Part (c) The resulting solution as obtained in Part (c) was diluted to a desired injectable concentration, filtered through a series of filters, 0.45 micron and 0.22 micron porosity and filled into vials, stoppered, sealed and terminally sterilized by steam at 121° C. The clear solution was tested by gel permeation chromatography about found to contain a wide peak having a polymeric distribution of molecular weight from about 500 daltons to about 7,000,000 daltons.

Part (d) An alternate injectable formulation of Ferric meglumine was made by mixing the resulting solution obtained in Part (b) with and sucrose (5 mg/mL), filtered through a series of filters micron, 0.45 micron and 0.22 micron porosity and filled into vials, stoppered and sealed. The filled vials were loaded into a steam sterilizer and sterilised for a cycle of 20 min, at 121 deg C.
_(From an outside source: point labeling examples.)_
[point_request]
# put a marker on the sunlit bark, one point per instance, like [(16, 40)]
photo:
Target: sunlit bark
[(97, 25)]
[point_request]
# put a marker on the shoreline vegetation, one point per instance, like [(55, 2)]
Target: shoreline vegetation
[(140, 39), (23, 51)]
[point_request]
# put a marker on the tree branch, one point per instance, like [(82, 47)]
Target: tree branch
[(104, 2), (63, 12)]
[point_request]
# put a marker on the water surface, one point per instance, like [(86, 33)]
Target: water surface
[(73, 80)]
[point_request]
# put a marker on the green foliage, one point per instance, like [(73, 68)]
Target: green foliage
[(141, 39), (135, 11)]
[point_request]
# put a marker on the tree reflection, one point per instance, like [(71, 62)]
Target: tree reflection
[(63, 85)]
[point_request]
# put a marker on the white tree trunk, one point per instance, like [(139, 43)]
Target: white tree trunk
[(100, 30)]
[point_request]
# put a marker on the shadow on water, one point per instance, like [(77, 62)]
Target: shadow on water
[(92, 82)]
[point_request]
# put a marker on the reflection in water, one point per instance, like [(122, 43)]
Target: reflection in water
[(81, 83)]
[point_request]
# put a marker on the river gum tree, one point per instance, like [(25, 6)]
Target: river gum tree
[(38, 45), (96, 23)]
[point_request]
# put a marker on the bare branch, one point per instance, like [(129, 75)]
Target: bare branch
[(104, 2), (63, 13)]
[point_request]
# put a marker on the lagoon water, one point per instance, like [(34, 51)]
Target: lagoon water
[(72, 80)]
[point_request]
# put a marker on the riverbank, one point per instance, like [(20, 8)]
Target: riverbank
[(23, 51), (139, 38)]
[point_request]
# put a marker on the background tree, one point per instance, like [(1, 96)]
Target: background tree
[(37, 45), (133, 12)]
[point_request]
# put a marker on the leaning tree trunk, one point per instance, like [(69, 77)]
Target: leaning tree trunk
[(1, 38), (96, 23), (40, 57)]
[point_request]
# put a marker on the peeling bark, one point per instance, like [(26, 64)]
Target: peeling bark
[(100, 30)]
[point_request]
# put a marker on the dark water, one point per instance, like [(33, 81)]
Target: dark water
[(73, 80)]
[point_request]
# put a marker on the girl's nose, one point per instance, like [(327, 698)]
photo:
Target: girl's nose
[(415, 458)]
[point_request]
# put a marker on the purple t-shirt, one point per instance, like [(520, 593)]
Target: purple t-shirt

Example 12: Gel Permeation Chromatography

Ferric meglumine prepared by the processes disclosed in this invention was tested for the molecular weight distribution by gel permeation chromatography. The mobile phase contains sodium phosphate monobasic 6 g and sodium phosphate dibasic 5 g dissolved in 2 Lit water and filtered. Two GPC columns (SEPAX SRT SEC 1000, 7.8 mm×300 mm and SEPAX SRT SEC 100, 7.8 mm×300 mm) were connected in series. Using suitable HPLC system with Refractive index detector the GPC chromatograms were recorded at a flow rate 0.5 mL/min and the molecular weight distribution was determined using calibration curve generated by dextran standards.

The description of the invention is broadly exemplary. Any hypothetical, ideological, practical, investigational improvements and deviations on the examples, deviations or modifications on the core concept of the invention, an extension of exemplary ideas conceived from this invention are considered to be within the scope of the invention.